Minha mãe e minha tia decidiram, à minha revelia, que eu serei a nova atração de uma festa junina do bairro. E quando digo "festa junina", me refiro a São Pedro.
Sim, estamos em julho, mas o espírito festeiro delas não tem fim. Para piorar, mandaram fazer um vestido para mim. E não é um vestido normal, daqueles que as garotas usam por aí. É uma armadura de chita, com laços enormes nas costas que vão até a canela, acompanhada de um convite irrecusável (leia-se: obrigatório) para um arraial aqui perto. Elas endoidaram de vez. Dançar não é o meu forte. E, sinceramente? Mesmo se fosse, eu não iria.

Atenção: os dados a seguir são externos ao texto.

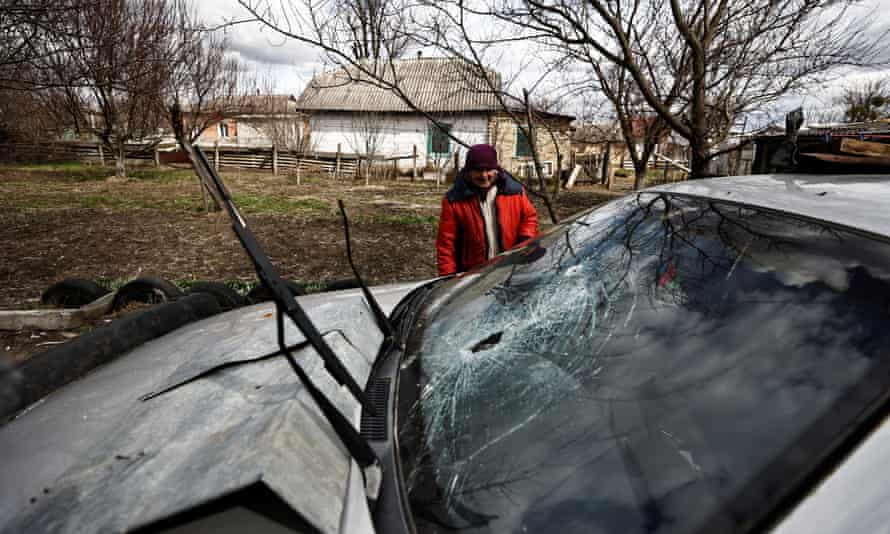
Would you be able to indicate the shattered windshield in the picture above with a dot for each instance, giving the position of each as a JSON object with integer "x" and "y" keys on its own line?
{"x": 660, "y": 364}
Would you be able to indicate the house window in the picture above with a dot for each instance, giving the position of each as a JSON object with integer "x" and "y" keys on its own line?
{"x": 527, "y": 170}
{"x": 523, "y": 147}
{"x": 438, "y": 141}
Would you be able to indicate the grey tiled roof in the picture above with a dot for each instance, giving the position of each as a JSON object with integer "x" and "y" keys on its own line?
{"x": 433, "y": 84}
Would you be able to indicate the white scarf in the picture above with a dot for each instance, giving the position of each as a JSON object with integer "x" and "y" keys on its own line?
{"x": 491, "y": 223}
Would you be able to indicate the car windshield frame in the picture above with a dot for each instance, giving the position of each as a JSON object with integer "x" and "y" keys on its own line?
{"x": 789, "y": 472}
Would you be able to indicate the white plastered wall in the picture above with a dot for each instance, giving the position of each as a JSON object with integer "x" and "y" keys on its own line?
{"x": 397, "y": 133}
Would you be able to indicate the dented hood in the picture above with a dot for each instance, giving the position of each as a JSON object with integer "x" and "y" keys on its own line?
{"x": 94, "y": 457}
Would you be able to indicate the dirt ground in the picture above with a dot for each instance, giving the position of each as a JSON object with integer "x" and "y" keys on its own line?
{"x": 61, "y": 221}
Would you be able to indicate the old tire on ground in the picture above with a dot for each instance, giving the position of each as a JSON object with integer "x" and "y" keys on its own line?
{"x": 259, "y": 293}
{"x": 227, "y": 297}
{"x": 72, "y": 293}
{"x": 149, "y": 289}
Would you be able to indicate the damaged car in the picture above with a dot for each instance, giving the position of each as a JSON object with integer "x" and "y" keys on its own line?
{"x": 708, "y": 356}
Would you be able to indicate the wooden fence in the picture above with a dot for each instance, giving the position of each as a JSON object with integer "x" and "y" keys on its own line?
{"x": 263, "y": 158}
{"x": 70, "y": 151}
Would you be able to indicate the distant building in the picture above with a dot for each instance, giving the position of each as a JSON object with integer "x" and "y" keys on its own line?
{"x": 255, "y": 120}
{"x": 348, "y": 111}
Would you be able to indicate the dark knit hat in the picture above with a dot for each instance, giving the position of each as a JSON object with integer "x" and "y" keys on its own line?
{"x": 482, "y": 157}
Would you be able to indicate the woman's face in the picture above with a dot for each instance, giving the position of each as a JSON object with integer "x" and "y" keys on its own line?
{"x": 483, "y": 178}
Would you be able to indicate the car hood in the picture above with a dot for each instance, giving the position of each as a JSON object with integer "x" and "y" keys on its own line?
{"x": 92, "y": 456}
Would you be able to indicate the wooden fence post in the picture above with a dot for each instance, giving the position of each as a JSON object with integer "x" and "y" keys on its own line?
{"x": 274, "y": 159}
{"x": 414, "y": 165}
{"x": 607, "y": 167}
{"x": 337, "y": 165}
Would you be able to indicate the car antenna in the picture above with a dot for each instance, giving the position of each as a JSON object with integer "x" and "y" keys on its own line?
{"x": 286, "y": 304}
{"x": 380, "y": 317}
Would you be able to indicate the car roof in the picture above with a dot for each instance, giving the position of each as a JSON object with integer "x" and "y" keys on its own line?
{"x": 855, "y": 201}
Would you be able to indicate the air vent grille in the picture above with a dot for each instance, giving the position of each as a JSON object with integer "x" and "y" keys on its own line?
{"x": 374, "y": 426}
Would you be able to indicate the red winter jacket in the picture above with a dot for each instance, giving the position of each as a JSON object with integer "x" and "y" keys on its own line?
{"x": 461, "y": 243}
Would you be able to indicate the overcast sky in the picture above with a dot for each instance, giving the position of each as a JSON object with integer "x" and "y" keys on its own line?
{"x": 289, "y": 65}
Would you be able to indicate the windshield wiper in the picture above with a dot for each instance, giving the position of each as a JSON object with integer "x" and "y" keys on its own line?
{"x": 286, "y": 305}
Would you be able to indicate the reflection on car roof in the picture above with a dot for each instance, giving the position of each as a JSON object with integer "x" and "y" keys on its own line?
{"x": 857, "y": 201}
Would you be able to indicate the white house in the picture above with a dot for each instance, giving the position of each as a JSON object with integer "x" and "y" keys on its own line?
{"x": 353, "y": 114}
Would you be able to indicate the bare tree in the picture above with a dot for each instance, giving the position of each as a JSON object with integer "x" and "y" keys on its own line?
{"x": 371, "y": 27}
{"x": 107, "y": 65}
{"x": 730, "y": 57}
{"x": 866, "y": 101}
{"x": 641, "y": 128}
{"x": 367, "y": 141}
{"x": 204, "y": 85}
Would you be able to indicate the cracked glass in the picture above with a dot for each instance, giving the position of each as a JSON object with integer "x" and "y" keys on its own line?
{"x": 660, "y": 364}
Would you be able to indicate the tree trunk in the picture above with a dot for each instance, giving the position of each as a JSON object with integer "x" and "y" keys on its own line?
{"x": 639, "y": 175}
{"x": 698, "y": 163}
{"x": 121, "y": 161}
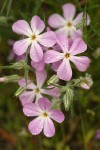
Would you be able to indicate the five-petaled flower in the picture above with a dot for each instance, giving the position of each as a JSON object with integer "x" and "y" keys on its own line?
{"x": 67, "y": 25}
{"x": 34, "y": 92}
{"x": 68, "y": 53}
{"x": 33, "y": 38}
{"x": 44, "y": 112}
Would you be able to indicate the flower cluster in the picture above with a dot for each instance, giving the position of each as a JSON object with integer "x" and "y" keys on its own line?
{"x": 58, "y": 48}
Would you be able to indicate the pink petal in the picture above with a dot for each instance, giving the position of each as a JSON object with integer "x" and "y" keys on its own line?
{"x": 21, "y": 46}
{"x": 32, "y": 110}
{"x": 64, "y": 71}
{"x": 81, "y": 62}
{"x": 39, "y": 66}
{"x": 30, "y": 84}
{"x": 47, "y": 39}
{"x": 62, "y": 31}
{"x": 75, "y": 34}
{"x": 38, "y": 96}
{"x": 69, "y": 11}
{"x": 49, "y": 129}
{"x": 36, "y": 52}
{"x": 44, "y": 104}
{"x": 57, "y": 115}
{"x": 55, "y": 65}
{"x": 56, "y": 21}
{"x": 36, "y": 126}
{"x": 41, "y": 77}
{"x": 37, "y": 25}
{"x": 27, "y": 97}
{"x": 11, "y": 56}
{"x": 78, "y": 47}
{"x": 54, "y": 92}
{"x": 85, "y": 86}
{"x": 52, "y": 56}
{"x": 80, "y": 17}
{"x": 22, "y": 27}
{"x": 63, "y": 43}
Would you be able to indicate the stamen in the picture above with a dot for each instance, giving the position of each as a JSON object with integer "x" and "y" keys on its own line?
{"x": 67, "y": 55}
{"x": 69, "y": 24}
{"x": 45, "y": 114}
{"x": 33, "y": 37}
{"x": 85, "y": 81}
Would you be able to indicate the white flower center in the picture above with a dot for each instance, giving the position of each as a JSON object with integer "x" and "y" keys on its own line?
{"x": 33, "y": 37}
{"x": 45, "y": 114}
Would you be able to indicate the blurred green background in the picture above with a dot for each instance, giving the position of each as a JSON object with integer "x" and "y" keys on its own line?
{"x": 75, "y": 133}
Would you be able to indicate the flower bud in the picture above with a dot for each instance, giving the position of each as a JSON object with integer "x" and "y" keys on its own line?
{"x": 53, "y": 80}
{"x": 86, "y": 82}
{"x": 12, "y": 78}
{"x": 19, "y": 91}
{"x": 68, "y": 98}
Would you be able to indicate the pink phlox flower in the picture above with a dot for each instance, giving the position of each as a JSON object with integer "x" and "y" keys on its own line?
{"x": 40, "y": 66}
{"x": 44, "y": 113}
{"x": 64, "y": 70}
{"x": 33, "y": 38}
{"x": 67, "y": 25}
{"x": 35, "y": 91}
{"x": 98, "y": 134}
{"x": 12, "y": 54}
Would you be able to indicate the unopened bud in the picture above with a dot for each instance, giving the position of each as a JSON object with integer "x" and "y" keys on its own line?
{"x": 86, "y": 82}
{"x": 2, "y": 79}
{"x": 68, "y": 98}
{"x": 18, "y": 65}
{"x": 19, "y": 91}
{"x": 12, "y": 78}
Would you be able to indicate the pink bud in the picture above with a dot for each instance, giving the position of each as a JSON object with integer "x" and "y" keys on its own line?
{"x": 2, "y": 79}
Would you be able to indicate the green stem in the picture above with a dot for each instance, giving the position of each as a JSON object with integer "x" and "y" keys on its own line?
{"x": 26, "y": 69}
{"x": 83, "y": 131}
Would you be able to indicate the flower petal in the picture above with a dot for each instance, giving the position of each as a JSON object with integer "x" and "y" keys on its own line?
{"x": 36, "y": 52}
{"x": 85, "y": 86}
{"x": 36, "y": 125}
{"x": 55, "y": 65}
{"x": 75, "y": 34}
{"x": 69, "y": 11}
{"x": 44, "y": 104}
{"x": 81, "y": 62}
{"x": 27, "y": 97}
{"x": 21, "y": 46}
{"x": 41, "y": 77}
{"x": 54, "y": 92}
{"x": 30, "y": 84}
{"x": 37, "y": 25}
{"x": 38, "y": 96}
{"x": 57, "y": 115}
{"x": 52, "y": 56}
{"x": 39, "y": 66}
{"x": 64, "y": 71}
{"x": 22, "y": 27}
{"x": 47, "y": 39}
{"x": 49, "y": 129}
{"x": 62, "y": 31}
{"x": 32, "y": 109}
{"x": 63, "y": 43}
{"x": 80, "y": 17}
{"x": 56, "y": 21}
{"x": 78, "y": 47}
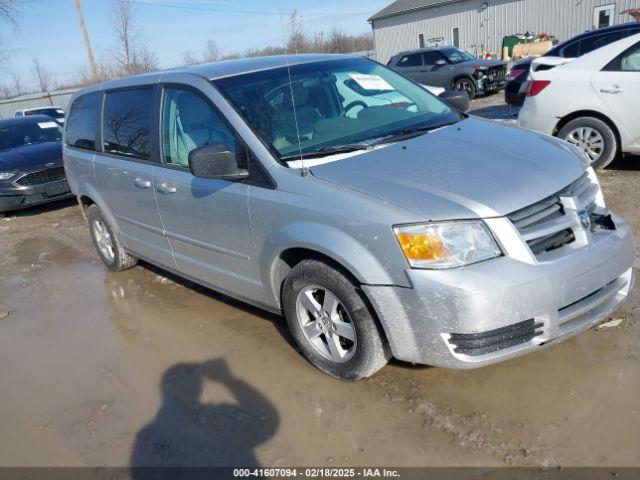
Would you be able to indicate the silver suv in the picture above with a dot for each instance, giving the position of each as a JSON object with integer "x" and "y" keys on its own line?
{"x": 381, "y": 222}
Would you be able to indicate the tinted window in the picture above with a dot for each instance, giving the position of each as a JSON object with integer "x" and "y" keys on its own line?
{"x": 628, "y": 61}
{"x": 455, "y": 55}
{"x": 431, "y": 58}
{"x": 189, "y": 122}
{"x": 413, "y": 60}
{"x": 572, "y": 50}
{"x": 590, "y": 44}
{"x": 127, "y": 122}
{"x": 631, "y": 60}
{"x": 82, "y": 124}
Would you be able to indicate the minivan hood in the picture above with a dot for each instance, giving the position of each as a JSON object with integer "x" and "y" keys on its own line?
{"x": 472, "y": 169}
{"x": 31, "y": 157}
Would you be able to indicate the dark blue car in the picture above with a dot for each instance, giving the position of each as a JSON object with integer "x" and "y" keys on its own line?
{"x": 515, "y": 90}
{"x": 31, "y": 170}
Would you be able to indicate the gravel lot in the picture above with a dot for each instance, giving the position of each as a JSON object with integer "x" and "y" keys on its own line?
{"x": 116, "y": 369}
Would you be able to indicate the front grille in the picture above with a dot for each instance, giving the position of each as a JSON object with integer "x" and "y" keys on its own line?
{"x": 545, "y": 225}
{"x": 498, "y": 72}
{"x": 475, "y": 344}
{"x": 41, "y": 177}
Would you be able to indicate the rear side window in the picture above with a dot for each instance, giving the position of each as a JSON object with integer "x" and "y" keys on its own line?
{"x": 413, "y": 60}
{"x": 127, "y": 122}
{"x": 82, "y": 124}
{"x": 628, "y": 61}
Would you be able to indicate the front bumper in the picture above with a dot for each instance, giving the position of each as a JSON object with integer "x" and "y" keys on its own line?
{"x": 564, "y": 296}
{"x": 490, "y": 83}
{"x": 13, "y": 198}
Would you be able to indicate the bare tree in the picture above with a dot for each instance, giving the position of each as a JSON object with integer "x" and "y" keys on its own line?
{"x": 132, "y": 57}
{"x": 8, "y": 10}
{"x": 42, "y": 76}
{"x": 145, "y": 60}
{"x": 18, "y": 87}
{"x": 5, "y": 92}
{"x": 188, "y": 58}
{"x": 211, "y": 52}
{"x": 297, "y": 42}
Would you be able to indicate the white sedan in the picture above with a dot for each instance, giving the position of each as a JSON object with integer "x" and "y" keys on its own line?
{"x": 592, "y": 101}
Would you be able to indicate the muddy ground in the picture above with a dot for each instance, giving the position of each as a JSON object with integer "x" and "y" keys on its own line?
{"x": 140, "y": 367}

Tenho certeza de que o dedo podre por trás disso é da minha prima. Ela ama esse tipo de coisa. Não importa a festa, a garota quer estar lá. Ela é popular — muito mais do que eu gostaria que fosse — e faz amizade até com as paredes. Tem amigos por todos os cantos e, como acha essa vida social intensa o máximo, tenta me arrastar para essa droga de circuito caipira. O que me espanta é ver minha mãe se deixando levar por esse tipo de gente que, para o meu absoluto azar, é do meu próprio sangue.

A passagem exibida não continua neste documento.